Until recently. With the advent of Creation Club, Bethesda has shaken our trust in them, and may be near dissolving it completely. And why? The actions of one man: Pete Hines, Bethesda's Vice President and Head of Public Relations.
Modders have been creating content for each new Bethesda game for over a decade, for free. They invested personal time and skills to adding on to a world given to us, to aid in shaping it to their own desires. Bethesda allowed it, and even supported it. This kept Bethsda games at the forefront of the modding scene, symbols of creative freedom. Bethesda handed us a canvas and paintbrushes, and let us add to their creation.

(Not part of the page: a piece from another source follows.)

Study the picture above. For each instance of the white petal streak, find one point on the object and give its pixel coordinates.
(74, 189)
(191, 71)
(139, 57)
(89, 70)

When they tried to push paid mods, the community reacted violently. So great was this backlash, that the concept was pulled down in a week. This, we thought, was the end of it. Unfortunately, it has happened again. Creation Club set out with a goal: make mods that were hand-picked, curated, and polished by Bethesda to work seamlessly with your game. Bethesda would even bring it the most respected and skilled modders from the community, and pay them for their contributions. It was a golden opportunity, for them to have a hand in shaping the games they loved, with the approval and support of the developer. Creation Club would feature "mini DLC," addons featuring new characters, dungeons, maps, the sky's the limit. Unfortunately, this is not the case. When Creation Club launched, there was a meager handful of skins and equipment, and each one costing real money. Not only that, but the pricing system is insane. It's set to where you have to buy packs, each worth just enough points where you can buy some things, but come up just short for others. Without modders, do you think Skyrim, let alone Fallout 4, would still be relevant today? No, they wouldn't.
How does this pertain to Pete Hines? Well, he has been adamantly defending Creation Club. When a couple of items that had been on the Nexus for months (in one case, the other was more recent), showed up on Creation Club, fans were quick to point out that Bethesda broke one of its own rules. "No preexisting mods would be featured on the Creation Club." Yet here were two, plain as day. He even said that "modders couldn't call 'first' on them, since Bethesda originally created them for Fallout 3." The problem was, modders weren't calling "first" on creating them as a whole. They just made the mods to put into a game that was a direct sequel to Fallout 3, yet this content was omitted. Still, the point remains: these mods were available for free, and of greater content and quality that their Creation Club counterparts. He has also said that the content on Creation Club is no longer called "mini-DLCs," swapping it out for "Creation Club Content." Would that not make it automatically available to people who bought the Season Pass?
The manner in which Creation Club makes itself known is an affront, as well. Creation Club was launched alongside a recent bug fix patch, so it was not optional to download, nor can you opt out if you don't want to use it. Not only that, but it also downloads every mod on the Creation Club onto your hard drive, whether you purchase them or not. I call that invasion of privacy, not to mention "illegal." Nowhere in the EULA did I recall agreeing to my hard drive being invaded.
There appears to be a disconnect between him and his development team. Community Administrators on the Bethesda Forums say the preloaded files are a bug, but Pete Hines says it's intended. He also says they will not ever support F4SE or LOOT, when their people on the forums say they are willing to work and see it fixed.
I think the evidence is clear. How Pete Hines was made Head of Public Relations is one of the great mysteries of the universe. There is nothing PR about him. It seems he is simply blasting at everyone who calls him out on double-talk. I'd hate to see him become a medical professional, because if this is how he treats the community, I'd hate to see his bedside manner.
Thus, I propose we replace Mr. Hines as Head of PR with someone who understands the community more, who will work with us to resolve issues, who understands us. We want to keep playing games we love, and we want Bethesda to continue delivering these epic worlds. I implore you: stick to managing the company, Mr. Hines. Leave the community to those who understand it.